Wie der Wind weht – oder: Wie man erfolgreich einen Gründer Overkill organisiert

Irgendwie werde ich das Gefühl nicht los, dass man es  Gründern in Deutschland immer schwerer machen will. Ein Gesetzentwurf jagt den nächsten. Gründungszuschuss, Rentenversicherungspflicht und nun eine Änderung des Steuerrechts, die gravierende Auswirkungen auf die Finanzierung von neuen Unternehmen hätte.

Worum geht es?
Nehmen wir mal an, ein schlauer Fuchs – nennen wir ihn Peter – hat die Idee für ein neues Portal im Netz – eine Partnervermittlung, die sich speziell an Senioren richtet. Peter recherchiert, prüft, schreibt einen Businessplan und stellt fest, dass er das Projekt finanziell nicht allein stemmen kann, weil ihm die Rücklagen fehlen. Trotzdem ist er überzeugt von seiner Idee, lässt sich einen Termin bei seiner Hausbank geben und stellt am Tag X dem Berater sein Konzept vor. Der Berater lächelt milde und rät Peter, doch lieber einen anständigen Beruf zu lernen, statt sich in Schulden zu stürzen, für ein Projekt, bei dem man nicht absehen kann, ob es funktioniert. Peter ist frustriert, probiert es noch bei einer anderen Bank –  gleiches Spiel. Aber er will nicht aufgeben, besucht eine Messe, bei der es ausschließlich um die große Welt des WWW geht und begegnet dort Günter und Franz. Die haben schon einige Portale gegründet, wieder verkauft und sind so zu einem kleinen Vermögen gekommen. Sie finden die Idee von Peter überhaupt nicht abwegig – im Gegenteil. Sie sind absolut überzeugt, laden Peter zu einem Treffen mit mehreren Investoren ein, damit er sein Projekt vorstellen kann. Und siehe da, es dauert nicht lange, bis die Finanzierung steht und das Portal Dank Beteiligungsverkäufen an den Start gehen kann.  Nach kurzer Zeit schreibt Peter schwarze Zahlen. Die Investoren verdienen mit. Das Gute daran – sie müssen diese Gewinne nur mit einem minimalen Steuersatz von 1,5 Prozent versteuern. Das ist der Punkt, der dieses Geschäft für Investoren wie Günter und Franz derzeit so attraktiv macht. Denn in Deutschland hat sich eine quirlige und ernstzunehmende und international anerkannte Start-up-Szene entwickelt.

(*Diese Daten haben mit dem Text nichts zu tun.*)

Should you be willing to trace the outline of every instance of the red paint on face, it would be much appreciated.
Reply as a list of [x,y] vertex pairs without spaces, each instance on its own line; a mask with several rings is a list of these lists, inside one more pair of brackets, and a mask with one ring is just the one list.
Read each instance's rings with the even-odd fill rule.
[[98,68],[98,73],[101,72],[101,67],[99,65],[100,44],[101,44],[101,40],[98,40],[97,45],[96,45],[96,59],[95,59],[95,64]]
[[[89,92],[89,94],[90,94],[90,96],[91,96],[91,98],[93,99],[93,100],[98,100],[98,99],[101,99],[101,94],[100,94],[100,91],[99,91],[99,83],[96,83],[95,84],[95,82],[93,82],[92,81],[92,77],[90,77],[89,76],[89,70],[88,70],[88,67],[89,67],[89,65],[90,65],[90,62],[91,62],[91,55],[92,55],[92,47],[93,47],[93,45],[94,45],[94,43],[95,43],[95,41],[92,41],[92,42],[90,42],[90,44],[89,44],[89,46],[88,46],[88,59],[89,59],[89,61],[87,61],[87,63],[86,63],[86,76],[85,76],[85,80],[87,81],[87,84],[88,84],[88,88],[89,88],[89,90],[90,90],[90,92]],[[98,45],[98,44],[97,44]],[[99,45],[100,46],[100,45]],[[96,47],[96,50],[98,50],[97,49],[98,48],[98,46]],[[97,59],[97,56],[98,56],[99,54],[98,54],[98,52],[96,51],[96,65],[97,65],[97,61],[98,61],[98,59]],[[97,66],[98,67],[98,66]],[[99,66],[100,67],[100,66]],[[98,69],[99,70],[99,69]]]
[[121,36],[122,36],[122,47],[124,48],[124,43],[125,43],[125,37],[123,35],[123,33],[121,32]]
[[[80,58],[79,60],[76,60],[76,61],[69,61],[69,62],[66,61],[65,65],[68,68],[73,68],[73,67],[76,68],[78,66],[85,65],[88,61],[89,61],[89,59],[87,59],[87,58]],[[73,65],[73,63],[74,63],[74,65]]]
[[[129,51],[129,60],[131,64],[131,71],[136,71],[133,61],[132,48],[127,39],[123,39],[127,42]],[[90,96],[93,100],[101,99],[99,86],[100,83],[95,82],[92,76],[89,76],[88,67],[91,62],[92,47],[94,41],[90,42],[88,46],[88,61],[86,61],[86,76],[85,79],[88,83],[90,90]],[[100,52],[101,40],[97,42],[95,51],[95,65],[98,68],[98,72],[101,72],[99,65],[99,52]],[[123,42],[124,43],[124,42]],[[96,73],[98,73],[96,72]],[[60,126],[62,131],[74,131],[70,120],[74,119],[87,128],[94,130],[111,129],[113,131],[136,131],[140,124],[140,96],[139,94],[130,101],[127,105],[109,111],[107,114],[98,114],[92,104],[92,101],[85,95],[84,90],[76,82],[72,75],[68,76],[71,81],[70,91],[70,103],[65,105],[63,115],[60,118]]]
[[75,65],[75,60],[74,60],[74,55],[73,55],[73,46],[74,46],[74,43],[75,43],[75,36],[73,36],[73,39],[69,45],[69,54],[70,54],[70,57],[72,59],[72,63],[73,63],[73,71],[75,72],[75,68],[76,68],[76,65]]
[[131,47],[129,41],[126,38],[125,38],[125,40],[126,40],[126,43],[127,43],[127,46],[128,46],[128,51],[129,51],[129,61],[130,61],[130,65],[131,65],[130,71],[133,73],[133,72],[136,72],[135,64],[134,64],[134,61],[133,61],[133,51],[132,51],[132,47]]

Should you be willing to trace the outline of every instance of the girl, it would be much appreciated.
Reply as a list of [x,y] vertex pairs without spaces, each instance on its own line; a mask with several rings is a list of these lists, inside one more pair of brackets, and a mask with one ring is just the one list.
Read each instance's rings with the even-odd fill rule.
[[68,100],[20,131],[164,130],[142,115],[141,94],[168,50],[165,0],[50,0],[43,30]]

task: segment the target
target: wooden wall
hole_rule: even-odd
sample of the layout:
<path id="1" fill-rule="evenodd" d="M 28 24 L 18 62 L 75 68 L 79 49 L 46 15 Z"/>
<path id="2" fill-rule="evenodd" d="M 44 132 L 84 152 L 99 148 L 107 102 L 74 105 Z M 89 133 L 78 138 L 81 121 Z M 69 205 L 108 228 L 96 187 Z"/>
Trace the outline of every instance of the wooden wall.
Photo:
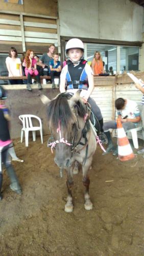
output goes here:
<path id="1" fill-rule="evenodd" d="M 18 5 L 0 0 L 0 10 L 57 16 L 57 0 L 23 0 L 23 5 Z"/>
<path id="2" fill-rule="evenodd" d="M 60 53 L 57 9 L 57 1 L 25 0 L 18 5 L 0 0 L 0 52 L 15 46 L 19 53 L 32 49 L 41 54 L 54 44 Z"/>

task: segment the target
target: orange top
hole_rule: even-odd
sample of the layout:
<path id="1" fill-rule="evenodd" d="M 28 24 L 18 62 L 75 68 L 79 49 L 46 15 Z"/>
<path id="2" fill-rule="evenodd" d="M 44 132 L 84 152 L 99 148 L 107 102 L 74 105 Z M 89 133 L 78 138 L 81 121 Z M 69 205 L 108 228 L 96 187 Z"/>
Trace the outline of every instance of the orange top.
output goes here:
<path id="1" fill-rule="evenodd" d="M 103 62 L 102 60 L 99 60 L 99 61 L 95 61 L 94 71 L 94 75 L 99 75 L 99 74 L 103 73 Z"/>

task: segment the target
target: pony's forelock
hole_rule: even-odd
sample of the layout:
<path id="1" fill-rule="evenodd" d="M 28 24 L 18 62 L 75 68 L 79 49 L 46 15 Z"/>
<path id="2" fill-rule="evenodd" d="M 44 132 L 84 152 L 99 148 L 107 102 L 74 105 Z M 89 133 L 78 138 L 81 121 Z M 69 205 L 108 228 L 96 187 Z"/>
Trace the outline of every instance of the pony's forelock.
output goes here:
<path id="1" fill-rule="evenodd" d="M 67 101 L 70 97 L 68 94 L 59 94 L 49 104 L 47 117 L 51 132 L 56 132 L 59 122 L 64 130 L 68 131 L 71 131 L 72 123 L 77 122 L 76 117 L 71 111 Z"/>

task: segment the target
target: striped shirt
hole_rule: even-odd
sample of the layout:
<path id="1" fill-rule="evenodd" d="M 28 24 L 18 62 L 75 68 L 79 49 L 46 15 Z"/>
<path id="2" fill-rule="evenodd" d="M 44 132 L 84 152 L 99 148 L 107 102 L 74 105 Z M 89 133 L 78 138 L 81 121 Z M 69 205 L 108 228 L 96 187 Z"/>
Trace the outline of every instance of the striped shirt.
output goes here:
<path id="1" fill-rule="evenodd" d="M 144 88 L 144 84 L 142 86 L 142 88 Z M 143 94 L 142 100 L 141 100 L 141 104 L 144 104 L 144 94 Z"/>
<path id="2" fill-rule="evenodd" d="M 117 114 L 121 115 L 122 118 L 128 116 L 128 118 L 134 119 L 140 116 L 138 105 L 135 101 L 127 99 L 127 102 L 124 110 L 117 111 Z"/>

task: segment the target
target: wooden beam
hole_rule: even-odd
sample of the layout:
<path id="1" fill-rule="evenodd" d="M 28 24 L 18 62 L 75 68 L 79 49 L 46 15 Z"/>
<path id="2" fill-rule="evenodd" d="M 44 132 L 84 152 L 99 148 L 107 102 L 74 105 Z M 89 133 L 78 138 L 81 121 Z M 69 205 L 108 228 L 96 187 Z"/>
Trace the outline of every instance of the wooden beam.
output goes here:
<path id="1" fill-rule="evenodd" d="M 28 13 L 27 12 L 19 12 L 11 11 L 0 11 L 0 13 L 5 13 L 6 14 L 18 15 L 20 15 L 21 13 L 23 16 L 29 16 L 30 17 L 36 17 L 39 18 L 50 18 L 52 19 L 57 19 L 58 17 L 56 16 L 47 16 L 41 14 L 35 14 L 34 13 Z"/>
<path id="2" fill-rule="evenodd" d="M 26 27 L 36 27 L 37 28 L 46 28 L 47 29 L 57 29 L 57 26 L 55 24 L 49 24 L 48 23 L 40 23 L 36 22 L 24 22 Z"/>
<path id="3" fill-rule="evenodd" d="M 61 53 L 61 47 L 60 47 L 60 24 L 59 18 L 57 20 L 57 35 L 58 35 L 58 53 Z"/>
<path id="4" fill-rule="evenodd" d="M 50 76 L 41 76 L 40 79 L 51 79 Z M 0 76 L 0 80 L 9 80 L 9 79 L 27 79 L 27 76 Z"/>
<path id="5" fill-rule="evenodd" d="M 47 44 L 57 44 L 58 40 L 56 39 L 35 38 L 34 37 L 25 37 L 25 41 L 30 42 L 43 42 Z"/>
<path id="6" fill-rule="evenodd" d="M 20 14 L 20 27 L 21 27 L 21 32 L 22 50 L 23 52 L 26 52 L 26 44 L 25 44 L 25 32 L 24 32 L 24 27 L 23 27 L 23 16 L 21 13 Z"/>
<path id="7" fill-rule="evenodd" d="M 3 18 L 1 18 L 0 24 L 20 26 L 20 22 L 19 20 L 14 20 L 12 19 L 5 19 Z"/>
<path id="8" fill-rule="evenodd" d="M 2 41 L 11 41 L 21 42 L 21 37 L 20 36 L 9 36 L 5 35 L 0 35 L 0 40 Z"/>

Das könnte sich jedoch bald ändern, nämlich dann, wenn der Europäische Gerichtshofs mit seiner Forderung durchkommt, den Steuersatz zu verändern, weil diese Praxis gegen EU-Recht verstößt. Der Hintergrund ist, dass dieser Steuervorteil ausländischen Kapitalgesellschaften – im Gegensatz zu inländischen Kapitalgesellschaften – nur dann zusteht, wenn sie mit mindestens zehn Prozent an einer deutschen Kapitalgesellschaft beteiligt sind. Und darum gibt es nun einen Gesetzentwurf, der diese 10 Prozent-Grenze auch für inländische Beteiligungen vorsieht. Liegt man unterhalb der  Grenze, so würden die sogenannten Veräußerungsgewinne mit satten 30 Prozent besteuert. Das käme allerdings einem Overkill gleich und würde vielen Gründern den Start erschweren bis gänzlich verderben, weil damit die Kleinbeteiligung an Unternehmen deutlich an Attraktivität verliert.
Viele Gründer und Investoren haben reagiert und auf der Seite Gründerszene ein Manifest veröffentlicht, um damit in den Dialog mit der Regierung zu treten. Man kann nur hoffen, dass der Protest etwas bewirkt und vielleicht sogar Menschen – die  „nur“  Kunden der jungen Start-ups sind, aufrüttelt.

Aber wie eingangs schon geschrieben – ich habe langsam den Eindruck, dass die Phase vorbei ist, in der Gründungen seitens der Regierung besonders gefördert wurden, nicht zuletzt um die Arbeitslosen-Statistik zu verbessern. Nun ist es wohl die leere Rentenkasse, die dafür sorgt, dass das Segel in die andere Richtung gesetzt wird.